Mr. Sheffel upon accepting the award said” It is a humbling experience to be presented with this Award tonight. Everything I have done and continue to do has not been to get an award but to make the world and this area better for my neighbor. At 65 there are things and programs that I depend on and use, and what would I do were they not in place? I ask all of you to take a piece of string and stretch it just a little bit, as you do something for you neighbor or community stretch it a bit more and keep doing that, who will get the longest string?
My favorite Psalm is the 23rd PSALM which says “The Lord is my  shepherd I shall not want”. I am just seeing that others do not want. I thank everyone for your congratulations and nice comments. Thanks for this award which will keep me trying to get the longest string.”

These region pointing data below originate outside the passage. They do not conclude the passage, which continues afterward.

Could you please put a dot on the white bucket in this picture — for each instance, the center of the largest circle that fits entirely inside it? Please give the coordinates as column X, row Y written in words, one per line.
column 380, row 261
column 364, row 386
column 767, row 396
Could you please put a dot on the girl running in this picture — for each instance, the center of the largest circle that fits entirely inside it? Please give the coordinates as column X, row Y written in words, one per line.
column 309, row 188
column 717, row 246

This night will be one I will not forget, to be of a group which included several legislators who are well known and an Executive Director of an execellent Center for Independent Living and also get an award was really something.

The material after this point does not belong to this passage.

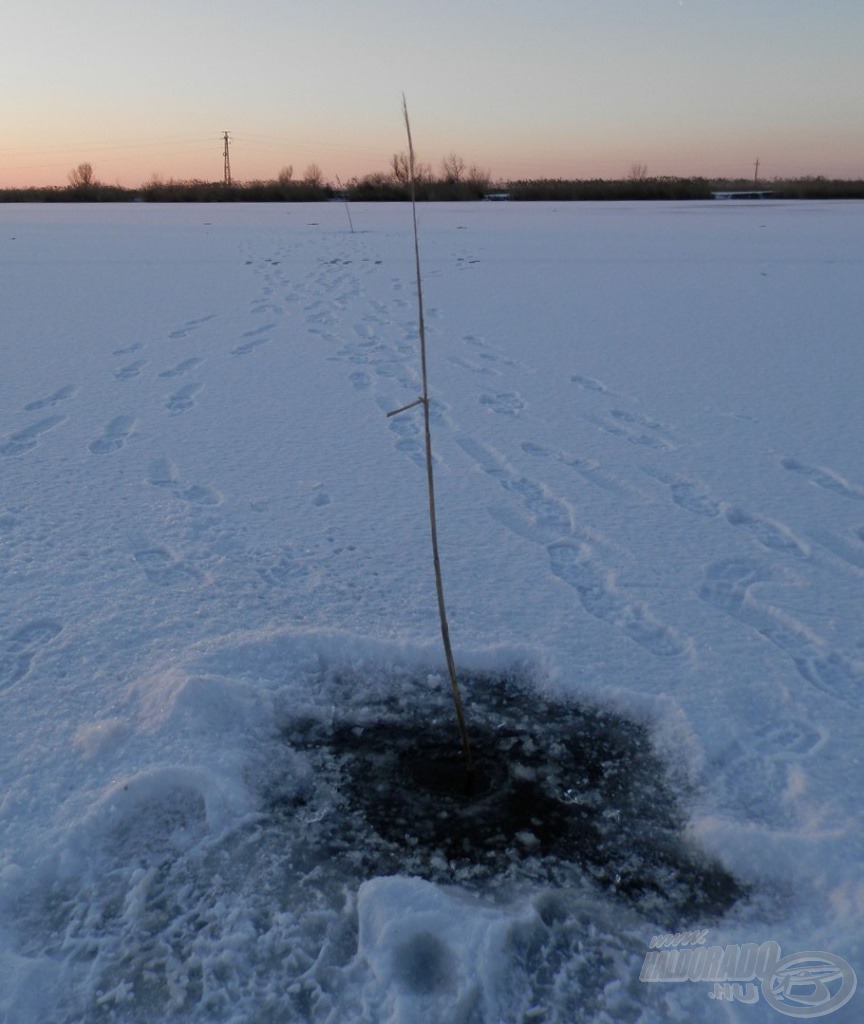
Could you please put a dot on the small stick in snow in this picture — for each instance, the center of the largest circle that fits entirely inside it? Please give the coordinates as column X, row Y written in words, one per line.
column 430, row 479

WSANA gets Press Attention

The following appeared as a Guest Editorial in Oak Leaves paper on June 4, 2009.

Two passed bills will assist Illinoisans with disabilities

When I walked out the door of that nursing home and had no idea where I was going to go or how I would find an apartment or anything, I said when the time was right I would do something about that.

 

The ADA is a law which needs to be constantly revised or added to and also is not followed in full. Under title II of the ADA governments are required to appoint a person to act as an ADA Coordinator to handle grievance procedures about government services not being accessible to individuals with disabilities. Until recently that is all they were responsible to do, however that has been changed when S.B. 133 went through the steps any piece of legislation must go through before it is sent to the Governor for his signature to become a law. S.B. 133 will require that any town, city or village that has an ADA Coordinator post the name of their ADA Coordinator on their website along with listing their grievance procedure.

 

A second bill, S.B. 134 is also on its way to the Governor for his signature. S.B. 134 requires that a person who is about to re-enter the community after being in a nursing home be involved in the planning of their departure, that they be given a list of organizations and the services they provide in the area in which they are about to re-enter into the community. It also directs the Illinois Department of Public Health to establish an 800 number to be of assistance to persons who have recently re intergrated into the community to assist in handeling any problem that may come up.